Yıldız Teknik Üniversitesinden Gamze Kıskanç ve Manolya Gezgin, biyomühendislik öğrencilerinin pandemi döneminde yaşadıklarını yazdı.

Arşiv | Fotoğraf: Pixabay

Paylaş

Gamze Kıskanç
Manolya Gezgin
Yıldız Teknik Üniversitesi

Yıldız Teknik Üniversitesi Biyomühendislik öğrencileri Türkiye’nin diğer üniversitelerinin bölümlerindeki üniversite öğrencileri gibi pandemi döneminde de okurken çalışmak zorunda kaldı. Laboratuvarlarda çalışma imkânı bulabilen ‘’şanslı’’ arkadaşlarımız olduğu kadar geçinmek için bölümüyle alakasız işlerde çalışmak zorunda kalan arkadaşlarımız da var.

Önceki hafta YTÜ KMB Emek Gençliğinin Biyomühendislik öğrencileri ile yaptığı ankete göre oranlar şöyle:

Çalışan öğrencilerin oranı yüzde 31,9. Bu öğrenciler arasında kendi bölümüyle ilgili iş bulabilenlerin oranı yüzde 15,9.
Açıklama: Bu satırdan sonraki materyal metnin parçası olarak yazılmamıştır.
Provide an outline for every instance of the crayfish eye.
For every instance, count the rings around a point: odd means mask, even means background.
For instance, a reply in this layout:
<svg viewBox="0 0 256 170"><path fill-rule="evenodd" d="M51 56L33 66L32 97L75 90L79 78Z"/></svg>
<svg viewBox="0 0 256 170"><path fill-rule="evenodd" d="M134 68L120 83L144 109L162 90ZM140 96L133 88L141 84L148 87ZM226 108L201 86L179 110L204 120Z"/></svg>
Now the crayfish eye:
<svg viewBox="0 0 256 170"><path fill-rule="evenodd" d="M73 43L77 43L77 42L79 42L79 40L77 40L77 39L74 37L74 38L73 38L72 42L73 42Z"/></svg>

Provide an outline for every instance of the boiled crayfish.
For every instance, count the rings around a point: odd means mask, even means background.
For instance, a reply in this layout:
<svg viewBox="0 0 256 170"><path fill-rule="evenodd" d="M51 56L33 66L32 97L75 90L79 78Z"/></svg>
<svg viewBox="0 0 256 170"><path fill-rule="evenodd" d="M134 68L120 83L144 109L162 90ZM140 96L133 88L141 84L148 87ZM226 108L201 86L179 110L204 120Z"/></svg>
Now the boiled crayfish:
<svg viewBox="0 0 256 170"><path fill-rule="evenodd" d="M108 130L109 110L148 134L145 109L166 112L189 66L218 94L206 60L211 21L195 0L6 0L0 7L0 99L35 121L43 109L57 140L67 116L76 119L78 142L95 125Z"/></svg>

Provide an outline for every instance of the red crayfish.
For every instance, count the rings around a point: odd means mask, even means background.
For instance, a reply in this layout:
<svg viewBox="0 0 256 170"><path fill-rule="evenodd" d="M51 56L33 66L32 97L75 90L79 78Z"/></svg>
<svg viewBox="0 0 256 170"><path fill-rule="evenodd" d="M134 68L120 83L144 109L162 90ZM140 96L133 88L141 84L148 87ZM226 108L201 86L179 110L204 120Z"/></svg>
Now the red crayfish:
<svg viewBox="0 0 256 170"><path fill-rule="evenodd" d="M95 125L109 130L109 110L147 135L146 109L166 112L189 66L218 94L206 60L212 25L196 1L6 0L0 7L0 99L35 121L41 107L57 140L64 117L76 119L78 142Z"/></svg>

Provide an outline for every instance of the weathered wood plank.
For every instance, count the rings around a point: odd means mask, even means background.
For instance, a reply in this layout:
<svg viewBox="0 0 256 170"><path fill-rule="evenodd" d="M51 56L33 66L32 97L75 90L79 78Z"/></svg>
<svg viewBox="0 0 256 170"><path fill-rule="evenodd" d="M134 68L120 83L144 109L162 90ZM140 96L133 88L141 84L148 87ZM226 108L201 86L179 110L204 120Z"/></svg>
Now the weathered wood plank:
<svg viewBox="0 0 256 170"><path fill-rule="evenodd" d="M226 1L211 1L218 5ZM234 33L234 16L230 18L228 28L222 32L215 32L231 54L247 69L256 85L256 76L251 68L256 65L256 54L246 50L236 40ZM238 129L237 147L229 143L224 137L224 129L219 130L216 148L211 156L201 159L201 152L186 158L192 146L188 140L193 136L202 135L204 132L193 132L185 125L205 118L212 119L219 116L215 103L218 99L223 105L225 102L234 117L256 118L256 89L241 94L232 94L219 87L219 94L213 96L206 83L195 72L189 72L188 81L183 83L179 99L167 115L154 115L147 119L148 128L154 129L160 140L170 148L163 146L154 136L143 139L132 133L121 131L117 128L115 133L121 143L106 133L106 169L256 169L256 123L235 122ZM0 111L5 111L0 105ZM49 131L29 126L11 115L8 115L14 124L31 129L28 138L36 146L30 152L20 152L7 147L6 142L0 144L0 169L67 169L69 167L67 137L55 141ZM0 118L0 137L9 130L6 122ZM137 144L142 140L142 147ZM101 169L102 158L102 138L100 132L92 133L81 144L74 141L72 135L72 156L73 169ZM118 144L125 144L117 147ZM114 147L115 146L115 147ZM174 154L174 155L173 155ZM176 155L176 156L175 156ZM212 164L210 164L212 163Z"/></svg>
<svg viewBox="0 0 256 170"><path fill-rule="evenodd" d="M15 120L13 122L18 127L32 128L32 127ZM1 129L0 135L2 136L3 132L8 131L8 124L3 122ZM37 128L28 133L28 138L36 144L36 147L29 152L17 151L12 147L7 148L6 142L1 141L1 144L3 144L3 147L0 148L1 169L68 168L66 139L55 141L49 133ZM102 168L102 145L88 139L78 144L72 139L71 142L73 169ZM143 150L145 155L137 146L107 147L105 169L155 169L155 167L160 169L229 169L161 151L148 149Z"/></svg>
Bizler de bu dönemde çalışmak zorunda kalan arkadaşlarımız ile bir sohbet gerçekleştirdik.

Semih, pandemi döneminde esnaf olanlar arasında. Derslerin online olmasıyla babasının bakkalında çalışmaya başlayan Semih, "Babamın dükkânı olduğu için rahatım. Derslerimin yoğun olduğu dönemlerde derslere katılım gösterebiliyor, sınavlara hazırlanabiliyorum" diyor.

"EVE ÇIKMAK ZORUNDA KALDIM, YAZ TATİLİ BOYUNCA ÇALIŞTIM"

Narin ise 3 kardeşi olduğunu ve ikisinin üniversiteye başladığını belirtiyor. İki kardeşin de burs alamadığını, kredi almak zorunda kaldığını belirten Narin, iki sene yurtta kaldığını ancak yurt koşullarının çok kötü olmasından dolayı yurttan ayrılmak zorunda kaldığını söylüyor:

‘’6 kişilik odalarda kalmak zorunda kalmıştım. Artık dayanamıyordum. Tamam, devlet, yurt için görece az bir para istiyor ama koşullar dayanabileceğimden daha kötüydü. Ailem başlarda eve çıkmama karşıydı. Hem İstanbul’da öğrenci başına eve çıkmak da epey maliyetli. Ben de çözümü şurada buldum: Ailemle konuşup 'Tamam ben kendim çalışacağım, sizden herhangi bir şey istemiyorum, para biriktireceğim eve çıkacağım' deyip yaz tatili boyunca çalıştım."

"EV ARKADAŞIM İŞSİZ KALDI, MEMLEKETİNE DÖNDÜ"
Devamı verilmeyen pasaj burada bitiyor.